Majestic Bald Eagle flies right over our heads

This series of photos captured a hungry Merlin who caught “breakfast” a la Meadowlark right in front of our eyes.
Warning: these photos may be upsetting to some.

We remained on the platform until about 8:45 PM (for a total of 14 hours and 15 minutes.) Just before we left, we had calling Oystercatchers from the beach and very distant calling Great Horned Owls. What a way to end the day!

All-in-all, the team effort racked up 117 species (which is considered low-ish by Cape May standards (imagine that!)) And did I mention it was an amazing experience? 😉

And for some Monday morning birding, we took it easy, and stayed around the lighthouse-area for the most part. We birded around CMBO, “the Magic Tree” (where we saw a Cape May warbler (afterall, you can’t go to Cape May and not see a Cape May)) and the Hawk Watch.  We also headed to “The Beanery” where Swamp and Song sparrows and Yellow Rumps were the flavor of the day. (We also got amazing looks at an Orange-crowned warbler.)

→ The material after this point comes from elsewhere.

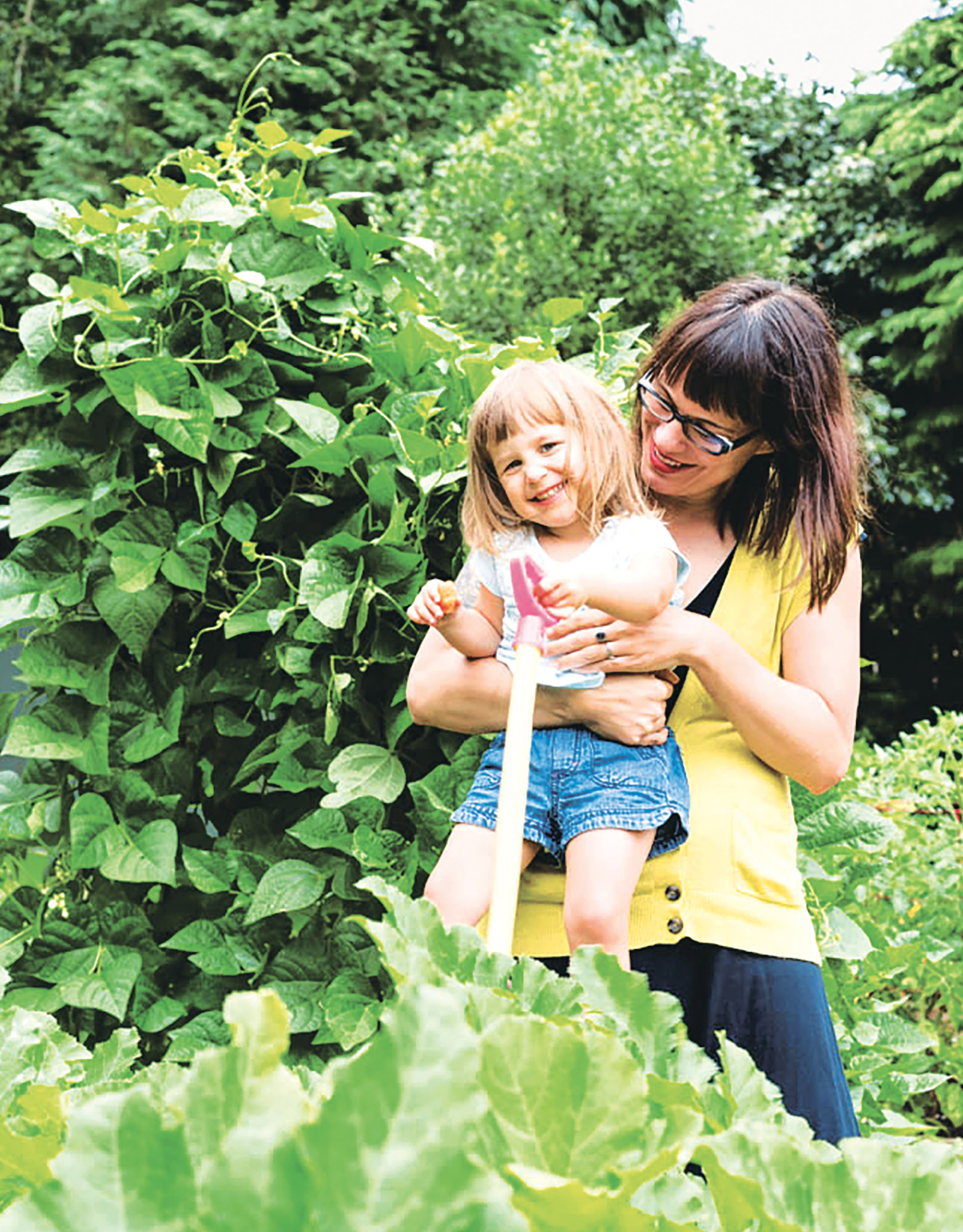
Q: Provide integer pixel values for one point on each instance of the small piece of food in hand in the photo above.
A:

Finally, we headed back to the Hawkwatch to say our “goodbyes” and the highlight was Cape May’s first Golden Eagle (lifebird #310) who gave good scope looks when it turned.

The hawk-watching season is off to a great start… here are the totals from Sep 1 – Oct 9:

It is always worth a visit to the Hawkwatch – be sure to stop in if you are in the “neighborhood.”
Cape May I will miss you … but I’ll be back in a few weeks, for sure!